The web app collapses steps 3–5 into a single propose-swap flow.

Project layout

src/commander_builder/   ~30 production modules; key subsystems split:
  improvement_advisor.py  orchestrator (advise + _advise_steps generator)
  _advisor_*.py          7 sub-modules: models, heuristic, bracket_peers,
                         claude, manabase, filters, role_helpers
  web/
    app.py               Flask orchestrator (registers 5 blueprints)
    _helpers.py          pure functions (deck format, evidence scoring)
    routes_audit.py      /api/audit + /api/audit/stream (SSE) + /api/advise
    routes_sim.py        /api/propose_swap + iteration CRUD
    routes_decks.py      deck text/source/import + game_changers + deck_audit
    routes_dashboard.py  /api/dashboard + pricing + verdict breakdown
    routes_meta.py       root + health + forge_version + log_error
tests/                   820 unit tests, all offline (~37s)
scripts/                 integration tests + batch runners (hit Forge)
prompts/                 versioned LLM workflow prompts
docs/                    architecture, current handoff, sprint specs
vendor/                  Forge install + JRE (gitignored)

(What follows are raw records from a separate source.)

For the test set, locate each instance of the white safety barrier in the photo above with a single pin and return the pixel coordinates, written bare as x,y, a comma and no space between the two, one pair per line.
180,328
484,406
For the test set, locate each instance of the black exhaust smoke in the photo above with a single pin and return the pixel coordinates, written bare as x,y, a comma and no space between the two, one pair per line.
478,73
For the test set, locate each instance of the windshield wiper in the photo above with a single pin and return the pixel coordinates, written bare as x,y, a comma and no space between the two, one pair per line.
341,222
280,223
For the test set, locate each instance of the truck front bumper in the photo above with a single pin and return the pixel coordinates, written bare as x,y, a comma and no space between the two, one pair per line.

Companion repo at C:\dev\forge_py\ — Python-native simulator that emits Forge-compatible stdout. Used as a fast pre-filter for ranking decks. Optional correlation harness in forge_py_correlation.py runs both engines side-by-side; opt in via COMMANDER_BUILDER_CORRELATE_FORGE_PY=1.

Shared card data at C:\dev\mtg_cards\ (out-of-repo, ~180MB Scryfall bulk + per-card snapshots + Magic Comp Rules). Both projects read via MTG_CARDS_DIR env var with a sensible default.

Where to start when picking this up cold

  1. STATUS.md — current state, open backlog, parked plans
  2. docs/architecture.md — how the pieces fit
  3. python -m pytest tests/ — confirm the suite is green
  4. git log --oneline -10 — what landed most recently

Then either pick an item from STATUS's open backlog or jump into the web app and run a propose-swap end-to-end on one of your decks.

Working principles

These are how the project expects sessions to operate. They live in full in docs/architecture.md; the short version:

  1. Verify before assuming. Wrong assumptions wrapped in try/except rot quietly.
  2. Honest pushback over compliant building. Say so if the spec doesn't make sense.
  3. Small, validated steps. Each component built, tested, integrated before the next.
  4. Modularity over cleverness. Clean interfaces > clever inheritance; backends swap at known seams.
  5. No silent failures. Forge can fail many ways; surface errors loudly with actionable messages.
  6. Log everything that could become training data. Phase 3 ML wants structured logs from day one.

License

pyproject.toml reads license = "TBD". Personal-use repo today; adopt MIT (or similar) if the project ever goes public.

About

Closed-loop MTG Commander deck improvement: Forge headless simulation + LLM analyst. WIP — Phase 1A (verifier) only.